Friday, March 02, 2007

Of polls and provinces

Lots of excitement today among the mainstream media over polls showing the Conservatives in the lead. Of course you have to wade through twelve paragraphs of this CTV story to find this relevant point:

In Ontario, the three February surveys average out to marginal 37-35 lead for the Liberals over the Conservatives, with the NDP at 16 per cent and the Greens at 11.

And in Quebec, the rolling averages put Bloc support at 38 per cent, followed by the Liberals at 23, the Tories at 16, the Greens at 10 and seven per cent for the NDP.

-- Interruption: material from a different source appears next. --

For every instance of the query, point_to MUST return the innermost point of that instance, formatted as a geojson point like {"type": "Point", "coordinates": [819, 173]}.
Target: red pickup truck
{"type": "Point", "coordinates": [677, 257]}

First past the post remember folks? If the Tories have gotten a big boost in support in Alberta or Saskatchewan, it means essentially dick. Two feet past the post or two-hundred feet past the post means exactly the same thing.

These polls are bad news for the Tories, no matter how much wistful establishment journos massage the numbers. Stasis or decline in Ontario and Quebec for the Tories numbers does not bode well for holding onto their minority - much less getting a majority.

Any Tory supporters who take deceptive national poll numbers seriously without taking into account provincial breakdowns is in for an unpleasant surprise come election day in... shall we say May? June? Depends if the Tories think the Canadian people are dumb enough to fall for intensity per barrel targets that allow the oil fields to increase rather than reduce their assault on the environment.